Le pavillon

Le quartier est calme, les voitures bien garées. les jardins fleuris, les haies taillées et les voisins polis.

La voisine du pavillon à droite, un jeune retraitée fait signe de la main à mon frère et sa conjointe. Le sourire qui accompagne son geste et les voitures garées devant chez elle laissent deviner sa bonne humeur du jour : ils ont de la visite.

 

De mon côté, je suis de passage pour une journée et une nuit en famille. Un rapide plongeon dans un de mes cocons.

 

Dans ce quartier, j'observe cette forme tranquille de perfection, de celle qui s'est installée sans faire de bruit, pour ne pas déranger les voisins. Chaque chose est à sa place : l'espace entre chaque maison, les rideaux aux fenêtres, la longueur des haies. Dans ce quartier commun pour certains, je trouve une forme d'exotisme.

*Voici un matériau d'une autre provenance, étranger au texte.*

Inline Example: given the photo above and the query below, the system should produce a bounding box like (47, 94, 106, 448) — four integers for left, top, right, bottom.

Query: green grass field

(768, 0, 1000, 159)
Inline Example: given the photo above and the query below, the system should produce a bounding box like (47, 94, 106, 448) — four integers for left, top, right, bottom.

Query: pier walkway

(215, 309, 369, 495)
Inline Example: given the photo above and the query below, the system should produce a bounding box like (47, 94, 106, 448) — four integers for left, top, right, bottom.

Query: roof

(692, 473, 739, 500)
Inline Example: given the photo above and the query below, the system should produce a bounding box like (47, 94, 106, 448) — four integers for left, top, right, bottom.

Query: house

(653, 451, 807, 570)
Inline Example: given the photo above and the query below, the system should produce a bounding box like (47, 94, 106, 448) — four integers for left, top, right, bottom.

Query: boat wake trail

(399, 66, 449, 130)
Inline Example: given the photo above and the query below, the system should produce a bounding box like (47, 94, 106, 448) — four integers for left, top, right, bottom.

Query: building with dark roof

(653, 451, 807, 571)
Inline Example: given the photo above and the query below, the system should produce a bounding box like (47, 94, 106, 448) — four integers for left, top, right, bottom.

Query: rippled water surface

J'ai déjà commencé à photographier 

 

Du pavillon de la jeune retraitée, une voix interpelle une femme qui s’apprêtait à rentrer dans sa voiture.

- « Sabine ! Viens ! Ton père est tombé, je suis en panique ».

Je ferme ma portière, mes yeux balayent la scène pour comprendre. La femme claque sa portière à son tour, suivi de son jeune fils. Elle se dirige en courant vers la maison qu'elle venait vraisemblablement de quitter.

 

Je rentre avec le livre que j'étais partie récupérer 2 minutes plus tôt. Je raconte ce que j'ai entendu et ce que j'ai vu dehors. De notre côté de la haie, le barbecue est lancé, il peine à prendre. Les 2 chats de la maison se toisent sous le regard inquiet de ma belle-sœur qui veut éviter une guerre des griffes. Mon frère a tourné les merguez, le samu a été appelé nous dit-il, il vient de l'entendre. A ce moment là on ne sait pas bien quoi penser. Dehors des bribes de conversation nous arrivent par dessus les buissons, on attend, on entend, on vit comme si de rien et puis parfois on se tait. On est pas tout à fait concernés mais on se retrouve témoin des mots qui racontent de loin. L'inquiétude a chassé la perfection.

 

A mon tour, je vais m'occuper des merguez. Je déteste les croquer et sentir une explosion grasse, c'est comme ça je n'aime pas. Dans notre jardin : je pique, le gras s'échappe. Dans le jardin d'à côté, elle oublie la pudeur habituelle du quartier. La douleur efface la pudeur, toujours. Elle crie « non ». Un long non, suivi d'un deuxième. Avec des morceaux de trémolos et de trucs qui s'inventent pas. Un non qui hurle l'impuissance et l'irrévocable. Un « non » qui tire un trait sur la vie d'avant, dès cet instant. Aujourd'hui, demain et les jours d'après ont viré.

 

Les merguez ne cuisent pas. Le feu se fait tout petit. J'écoute. Et mon cœur se serre. Comme celui de cet homme. A la différence que ça ne me coûtera pas la vie. Une crise cardiaque, on l'aura appris le lendemain. C'est comme ça qu'il est parti. Et la perfection l'a suivi.

 

Reste la vie, et peu importe en fait qu'elle soit imparfaite.